A maioria de nós não trabalha nem com jornais nem com revistas cientificas- pelo menos nem sempre- e regemo-nos por outras regras. O nosso contexto é artístico. Se retirar um microfone num canto da minha imagem é a melhor forma de retirar distracções, irei fazê-lo. Não o faço com muita regularidade, e tendencialmente evito, mas se é a única maneira, faço-o. As ferramentas ao nosso dispor devem ser usadas ao serviço da nossa visão. E é nosso dever ético não deturpar a essência do que fotografámos, em certos contextos, mas não temos obrigatoriamente as mãos atadas. Experimentar com a cor, com o contraste, com o equilíbrio de brancos, retirar uma distracção ou outra das nossas imagens não é um pecado mortal nem temos obrigação nenhum para com a “realidade”. Tenho fotografias feitas à noite com exposições longas. Têm nelas mais luz do que eu conseguia ver com os meus olhos. Isso é importante?

Seria saudável abandonar esta noção de que a câmara não mente. Acreditamos que este meio tem uma integridade intrínseca por causa da sua natureza. “É tudo tão real!”

Seria saudável para o nosso meio e para a discussão artística o abandono desta noção que infantiliza a nossa forma artística e lhe retira toda a capacidade para expressão abstracta. Não devemos fotografar nem editar as nossas fotografias de acordo com as expectativas de ninguém a não ser de nós próprios.
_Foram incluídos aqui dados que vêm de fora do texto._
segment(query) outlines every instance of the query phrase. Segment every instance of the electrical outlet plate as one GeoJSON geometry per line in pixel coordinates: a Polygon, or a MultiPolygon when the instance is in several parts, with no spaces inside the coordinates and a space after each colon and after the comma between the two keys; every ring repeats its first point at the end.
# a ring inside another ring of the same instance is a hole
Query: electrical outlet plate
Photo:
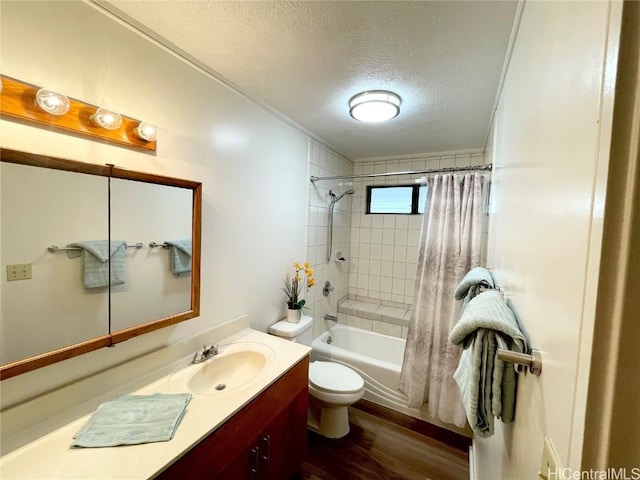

Acredito que se deixássemos para trás estas discussões arbitrárias poderíamos avançar para discussões mais importantes, relacionadas com a nossa visão e com as histórias que contamos através do nosso meio artístico de eleição.

Se aceitamos que o cinema não tem de se preocupar com o real; se aceitamos que uma pintura não consegue ser ou representar a realidade de forma objectiva; se aceitamos que a escultura pode ser abstracta e não “é” a realidade; se aceitamos a literatura- literalmente palavras escritas em papel- como forma artística, se aceitamos que os actores no teatro são isso mesmo: actores; se aceitamos que a arquitectura não tem de se preocupar com “realismos”; se aceitamos que a música pode ser de mil géneros e não se preocupar com a “realidade”, porque não aceitamos que esta busca pelo realismo nos cega a toda uma discussão muito mais interessante e edificante sobre aquilo que sentimos e sobre a nossa linguagem e sobre a forma como vemos o mundo?